Cumhur İttifakı karşıtlığı motivasyonuyla bir araya gelen 6+1’li masa, Erdoğan ve Bahçeli düşmanlığı adına her yolu deneyebilecek bir aymazlığa doğru yol aldı. Yeter ki “Erdoğan gitsin, MHP bitsin” anlayışı bu masayı Türkiye ve Türklüğe ihanet noktasına taşıdı.

DEVA Partisi Kurumsal İletişim ve Tanıtım Başkanı Sanem Oktar katıldığı bir radyo programında Enver Aysever’in sorduğu, “Anayasadan Türklüğü çıkarıyor musunuz?” sorusuna, “Doğru. Vatandaşlık tanımında herhangi bir etnik kimliğe atıf yapılmayacaktır” sözleriyle cevap verdi. DEVA Partisi Ali Babacan ise Anayasanın 66. maddesini değiştireceklerini, bu değişikliğe göre de anadilde eğitim hakkının iade edileceğini ve vatandaşlık tanımından Türklüğün çıkarılacağını söyledi. Bu ifadelere 6’lı masayı oluşturan diğer partilerin hiçbirinden eleştiri ya da yorum gelmedi. Demek ki söz konusu değişiklik masadaki tüm partilerin onayladığı ve ortak görüş haline getirdiği bir hedef olarak belirlendi.

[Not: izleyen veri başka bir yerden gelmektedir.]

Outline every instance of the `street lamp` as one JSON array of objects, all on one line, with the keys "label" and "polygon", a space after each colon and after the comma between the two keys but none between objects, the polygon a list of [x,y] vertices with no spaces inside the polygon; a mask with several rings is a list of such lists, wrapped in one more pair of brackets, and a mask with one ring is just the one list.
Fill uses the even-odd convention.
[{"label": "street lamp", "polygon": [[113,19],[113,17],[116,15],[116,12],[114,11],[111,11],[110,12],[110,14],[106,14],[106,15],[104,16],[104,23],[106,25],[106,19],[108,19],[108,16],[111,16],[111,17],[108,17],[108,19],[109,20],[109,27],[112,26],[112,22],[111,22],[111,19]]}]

Ali Babacan 15 Şubat 2021 tarihinde de, “Uygun zemin olduğunda Anayasanın ilk 4 maddesinin değiştirilmesi konuşulabilir. Fakat konuşmak demek değiştirmek demek değildir. Biz bugün sistem değişikliğini konuşmalıyız” ifadelerini kullanmış ve o zaman da yine masadaki diğer partilerden bir tepki gelmemişti.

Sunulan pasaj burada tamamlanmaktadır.